3. Other electronic evidence
The Government does not contend that the remaining electronic evidence, including evidence related to the hidden cameras, is intrinsic. Dkt. No. 62 at 22-25. It instead claims that the zoomed-in photographs, news articles, and recordings from hidden cameras, as well as the possession of pornographic videos depicting teenagers-all discovered on Defendant's electronic devices-are admissible evidence under Rule 404(b) because they demonstrate intent, knowledge, motive, preparation, planning, and lack of mistake. Dkt. No. 62 at 17-22. For instance, the “zoomed or cropped photos of the torsos and pelvic areas of his daughters and other children . . . zoomed in between the legs of a teenager sitting in a hammock, or of the waist to knees of cheerleaders in their skirts . . . display [Defendant's] prurient intent, motivation, and knowledge.” Id. at 19. The saved news articles, some of them redlined or otherwise annotated, “show that [Defendant] knew the consequences of his actions, how others fared, or how far he could go before his actions could get him into serious trouble.” Id. In sum, the Government claims, the electronic evidence “will show that [Defendant] was motivated to commit all three [charged] crimes by his sexual desire for children.” Id. at 22.

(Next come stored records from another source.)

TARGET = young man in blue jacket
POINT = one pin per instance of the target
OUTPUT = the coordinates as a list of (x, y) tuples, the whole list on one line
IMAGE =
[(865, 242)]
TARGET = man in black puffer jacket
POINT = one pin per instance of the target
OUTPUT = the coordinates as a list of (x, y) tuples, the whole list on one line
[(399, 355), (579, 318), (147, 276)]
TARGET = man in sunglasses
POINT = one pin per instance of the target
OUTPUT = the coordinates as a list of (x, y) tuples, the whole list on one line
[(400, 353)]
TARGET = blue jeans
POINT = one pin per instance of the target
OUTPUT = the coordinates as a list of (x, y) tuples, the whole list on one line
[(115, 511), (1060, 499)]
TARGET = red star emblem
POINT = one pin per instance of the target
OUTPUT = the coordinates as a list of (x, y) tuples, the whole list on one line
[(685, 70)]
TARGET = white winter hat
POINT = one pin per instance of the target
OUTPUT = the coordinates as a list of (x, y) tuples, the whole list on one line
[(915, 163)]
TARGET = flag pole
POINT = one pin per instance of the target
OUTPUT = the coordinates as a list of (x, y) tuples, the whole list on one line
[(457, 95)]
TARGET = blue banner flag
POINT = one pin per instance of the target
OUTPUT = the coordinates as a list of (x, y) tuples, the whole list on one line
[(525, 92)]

To determine admissibility of this electronic evidence, the Court applies the four-part Huddleston test. First, the evidence is offered for a proper purpose: the Government plans to use it to demonstrate Defendant's pedophilic motive and intent; his preparation, planning, and knowledge related to the criminality of his actions; and his lack of mistake in pursuing sexual gratification from underage individuals. These are directly relevant to the three crimes alleged in the second superseding indictment, as each relates to child sexual abuse or grooming. The probative value is strong and the evidence, while emotionally heavy, is not unfairly prejudicial. The emotional character of the evidence is directly tied to the criminal character of Defendant's alleged crimes, not wholly separate from it. See Ford, 613 F.3d at 1268. Finally, the Court will provide a limiting instruction as requested by Defendant instructing the jury to consider the evidence for only proper purposes. See Dkt. No. 42 at 4.
CONCLUSION
IT IS THEREFORE ORDERED that the evidence described in the Government's revised notice pursuant to Federal Rule of Evidence 414, 413, and 404(b) is ADMISSIBLE.